Per il rilancio dell'Italia, il futuro Governo deve necessariamente mettere in atto la riforma del turismo, di cui si parla da anni ma che è ancora ferma. Riformare un ministero del Turismo sembra il passo più efficace.
Una parola che è stata poco pronunciata dai nostri politici, prima e dopo le ultime elezioni, è stata “turismo”. Io sono tra coloro che stanno predicando da anni, almeno 30, che l’Italia deve puntare tutto sul turismo come prima fonte per il Pil.
Purtroppo non tutti si sono accorti della sua importanza strategica, per non dire del suo ruolo fondamentale per l’economia, il lavoro, la crescita e lo sviluppo del Sistema-Paese.
Si pensi che nell’ultima legislatura, la parola turismo è apparsa solo 10 volte negli emendamenti e sovente in provvedimenti per così dire “laterali”, legati per esempio ai Beni culturali con i quali il turismo non a caso condivide lo stesso Ministero.
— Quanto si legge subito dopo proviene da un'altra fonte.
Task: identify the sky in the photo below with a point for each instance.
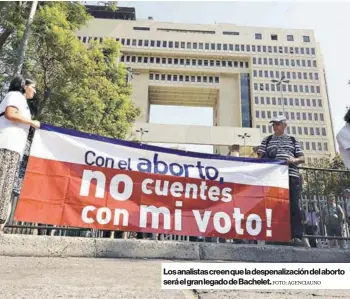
(329, 20)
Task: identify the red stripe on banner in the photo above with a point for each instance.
(56, 193)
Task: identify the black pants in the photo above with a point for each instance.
(311, 230)
(295, 213)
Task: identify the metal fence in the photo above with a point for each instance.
(316, 186)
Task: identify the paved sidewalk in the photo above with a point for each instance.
(48, 278)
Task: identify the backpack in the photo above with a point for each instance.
(268, 141)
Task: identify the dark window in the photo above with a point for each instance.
(306, 39)
(230, 33)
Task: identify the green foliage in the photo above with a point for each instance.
(79, 87)
(326, 176)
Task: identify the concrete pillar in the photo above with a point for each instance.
(140, 95)
(228, 106)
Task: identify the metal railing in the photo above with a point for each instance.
(317, 184)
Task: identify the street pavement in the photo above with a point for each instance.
(46, 278)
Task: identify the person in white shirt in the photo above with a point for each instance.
(343, 139)
(15, 120)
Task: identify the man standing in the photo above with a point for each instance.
(333, 217)
(280, 146)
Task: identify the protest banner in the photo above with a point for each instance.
(83, 180)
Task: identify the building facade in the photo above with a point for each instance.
(229, 68)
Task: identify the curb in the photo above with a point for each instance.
(47, 246)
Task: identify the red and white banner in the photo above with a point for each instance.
(82, 180)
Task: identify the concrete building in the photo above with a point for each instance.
(229, 68)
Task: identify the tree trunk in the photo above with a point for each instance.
(4, 36)
(24, 41)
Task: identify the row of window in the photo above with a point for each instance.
(284, 62)
(185, 61)
(290, 37)
(289, 88)
(184, 78)
(287, 75)
(291, 102)
(293, 130)
(292, 116)
(273, 36)
(207, 46)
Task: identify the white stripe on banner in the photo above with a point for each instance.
(66, 148)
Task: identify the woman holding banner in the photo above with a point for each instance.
(15, 120)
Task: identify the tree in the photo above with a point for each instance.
(326, 176)
(79, 87)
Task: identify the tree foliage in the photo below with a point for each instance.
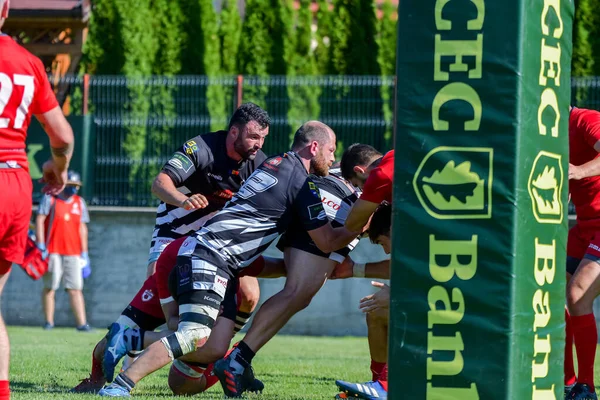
(230, 29)
(302, 92)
È così spiegata la lunga e mortificante situazione di stallo e di regresso nelle politiche italiane del turismo (complici l’abolizione del Ministero e la riforma del Titolo V della Costituzione che ha trasferito le competenze alle Regioni).
Nessuno può più contestare o tralasciare che sul turismo si giochi la vera scommessa della rinascita italiana, che dal turismo occorra necessariamente ricominciare per invertire la rotta e risalire la china.
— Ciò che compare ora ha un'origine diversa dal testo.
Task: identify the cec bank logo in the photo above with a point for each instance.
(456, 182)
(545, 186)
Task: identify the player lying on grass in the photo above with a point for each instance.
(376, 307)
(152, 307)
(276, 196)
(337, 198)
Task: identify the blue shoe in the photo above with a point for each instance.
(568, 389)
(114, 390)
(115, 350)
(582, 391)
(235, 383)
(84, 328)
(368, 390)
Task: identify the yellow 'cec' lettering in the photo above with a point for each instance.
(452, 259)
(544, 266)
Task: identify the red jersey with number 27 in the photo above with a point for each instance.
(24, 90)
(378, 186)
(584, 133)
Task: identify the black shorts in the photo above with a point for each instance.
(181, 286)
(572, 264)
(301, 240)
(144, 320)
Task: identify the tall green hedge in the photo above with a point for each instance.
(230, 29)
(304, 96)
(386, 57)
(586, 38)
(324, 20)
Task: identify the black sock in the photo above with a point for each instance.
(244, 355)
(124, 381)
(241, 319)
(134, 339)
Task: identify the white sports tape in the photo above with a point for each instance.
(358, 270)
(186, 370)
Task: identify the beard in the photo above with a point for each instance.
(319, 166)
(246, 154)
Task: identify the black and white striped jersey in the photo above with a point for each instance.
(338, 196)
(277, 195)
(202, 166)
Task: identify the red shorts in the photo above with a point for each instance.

È dunque sul turismo che bisogna lavorare, dandogli giusta centralità e priorità politica, costruendo le condizioni normative, di legge, fiscali, operative, formative, perché il turismo possa crescere e decollare. E ancora, risorse umane, scuole di formazione, stimolo all’industria culturale, comunicazione, spinta al turismo scolastico, sociale, sportivo e giovanile. Ecco la non più rinviabile “rivoluzione” del settore, che non può prescindere da un coordinamento politico e istituzionale, un coordinamento che passa necessariamente anche dal ritorno ad un ministero del Turismo.